A group of ballet dancers Photo: IC
Craftsman Sergei Murza runs his fingers over a pointe shoe he has just finished making. Then he gives it the final test: The ballet slipper balances perfectly on its tip.
Murza produces the shoes in the Moscow workshop of Grishko, a company born in the chaos of the collapse of the former Soviet Union and now one of the world's top makers of ballet pointe shoes.
In a country better known for exporting oil and arms, Grishko is a rare success story for Russian craftmanship, its shoes sold around the globe and gracing the stages of the world's top ballet venues.
It's hardly surprising, founder Nikolay Grishko says, given the aura that surrounds Russia's storied ballet tradition.
"It is in Russia that classical ballet has reached its highest level," says the 71-year-old, who founded the company more than 30 years ago and continues to run it.
Grishko has diversified into clothing and other dance shoes, but the ballet line is the company's heart and soul.
Nearly 80 percent of its production is for export, with the US and Japan the top buyers.

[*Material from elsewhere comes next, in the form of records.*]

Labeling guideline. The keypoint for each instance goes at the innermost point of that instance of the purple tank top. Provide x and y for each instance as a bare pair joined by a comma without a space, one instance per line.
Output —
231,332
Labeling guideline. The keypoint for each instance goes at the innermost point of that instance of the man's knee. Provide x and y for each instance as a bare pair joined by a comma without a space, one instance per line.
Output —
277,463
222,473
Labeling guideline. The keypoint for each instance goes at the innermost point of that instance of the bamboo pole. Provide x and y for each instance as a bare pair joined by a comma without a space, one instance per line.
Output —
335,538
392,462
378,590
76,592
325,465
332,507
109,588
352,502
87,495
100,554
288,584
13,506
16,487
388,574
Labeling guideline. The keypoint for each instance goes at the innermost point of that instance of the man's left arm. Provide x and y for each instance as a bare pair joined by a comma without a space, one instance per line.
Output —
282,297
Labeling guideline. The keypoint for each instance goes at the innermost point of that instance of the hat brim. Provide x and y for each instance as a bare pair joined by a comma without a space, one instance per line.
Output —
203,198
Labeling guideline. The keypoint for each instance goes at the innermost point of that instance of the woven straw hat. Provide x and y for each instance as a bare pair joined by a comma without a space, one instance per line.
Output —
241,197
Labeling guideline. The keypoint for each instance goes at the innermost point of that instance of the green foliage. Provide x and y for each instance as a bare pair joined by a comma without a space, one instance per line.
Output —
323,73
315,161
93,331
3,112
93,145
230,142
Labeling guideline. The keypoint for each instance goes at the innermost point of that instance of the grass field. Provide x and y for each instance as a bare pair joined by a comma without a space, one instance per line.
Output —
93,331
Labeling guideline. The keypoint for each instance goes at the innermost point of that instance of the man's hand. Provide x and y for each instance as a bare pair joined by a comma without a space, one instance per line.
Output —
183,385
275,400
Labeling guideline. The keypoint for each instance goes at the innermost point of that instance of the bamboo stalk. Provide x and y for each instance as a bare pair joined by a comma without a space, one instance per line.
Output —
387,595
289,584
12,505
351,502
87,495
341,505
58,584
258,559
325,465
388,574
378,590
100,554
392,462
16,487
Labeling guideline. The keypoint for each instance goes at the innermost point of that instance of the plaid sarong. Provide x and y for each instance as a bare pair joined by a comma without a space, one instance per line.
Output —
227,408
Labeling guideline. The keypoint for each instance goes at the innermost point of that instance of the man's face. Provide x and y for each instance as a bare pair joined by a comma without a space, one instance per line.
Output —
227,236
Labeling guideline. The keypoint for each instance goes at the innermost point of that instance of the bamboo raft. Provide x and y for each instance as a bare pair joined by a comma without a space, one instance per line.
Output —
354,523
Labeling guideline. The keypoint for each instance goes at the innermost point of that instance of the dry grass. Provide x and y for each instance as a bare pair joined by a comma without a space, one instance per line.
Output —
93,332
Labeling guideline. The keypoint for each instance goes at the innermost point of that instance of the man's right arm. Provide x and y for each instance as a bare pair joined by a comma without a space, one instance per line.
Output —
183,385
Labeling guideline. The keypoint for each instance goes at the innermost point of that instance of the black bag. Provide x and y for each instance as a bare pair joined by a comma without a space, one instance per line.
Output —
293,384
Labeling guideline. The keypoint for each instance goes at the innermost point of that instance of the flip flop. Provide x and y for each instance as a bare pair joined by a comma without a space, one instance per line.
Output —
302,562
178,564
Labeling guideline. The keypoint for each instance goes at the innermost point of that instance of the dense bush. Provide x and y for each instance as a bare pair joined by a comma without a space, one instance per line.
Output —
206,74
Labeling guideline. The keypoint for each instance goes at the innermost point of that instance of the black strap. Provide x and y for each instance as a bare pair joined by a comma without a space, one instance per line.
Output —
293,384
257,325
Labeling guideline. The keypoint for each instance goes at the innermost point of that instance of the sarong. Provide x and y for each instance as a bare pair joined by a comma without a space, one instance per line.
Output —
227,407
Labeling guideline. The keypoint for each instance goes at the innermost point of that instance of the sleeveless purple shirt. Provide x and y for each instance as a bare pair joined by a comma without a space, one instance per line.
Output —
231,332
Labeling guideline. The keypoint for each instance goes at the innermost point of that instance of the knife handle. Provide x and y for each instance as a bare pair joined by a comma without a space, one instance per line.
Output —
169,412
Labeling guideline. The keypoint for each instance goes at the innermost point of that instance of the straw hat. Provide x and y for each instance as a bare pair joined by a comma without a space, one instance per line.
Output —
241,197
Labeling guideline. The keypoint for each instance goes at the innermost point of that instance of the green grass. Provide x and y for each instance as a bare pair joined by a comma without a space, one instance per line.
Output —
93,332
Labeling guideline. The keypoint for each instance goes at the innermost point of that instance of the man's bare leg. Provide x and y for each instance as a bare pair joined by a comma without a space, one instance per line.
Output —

Inspired by the liberalization of the Soviet Union under Mikhail Gorbachev, Grishko set up the company in 1988.
A former diplomat posted in Laos and economics professor, he found inspiration close to home.
"My wife was a dancer... I already knew what pointes were," he says in his office at the factory, dapper in a dark suit and black-rimmed glasses.
When he launched the business, Russia's big theaters had their own in-house workshops making pointes. That tradition is now gone, but the expertise built up over centuries lives on in his company.
"I took the best of the tradition of Russian pointes, which have been made since the end of the 19th century. This tradition was passed on in the theater workshops but practically disappeared after the fall of the Soviet Union in 1991, says the Ukrainian-born Grishko.
Today he employs more than 500 people at workshops in Moscow, the Czech Republic and Macedonia. In Russia, a pair of Grishko pointes sells for the equivalent of 30 euros ($33), in western Europe about twice that.
Star dancers can go through up to 30 pairs a month, but professionals account for only 10 percent of Grishko's buyers. Most sales go to ballet schools.
Grishko says he is even seeing a new kind of client: women who, tired of "boring aerobic exercises" and treadmills, are taking up ballet to keep fit.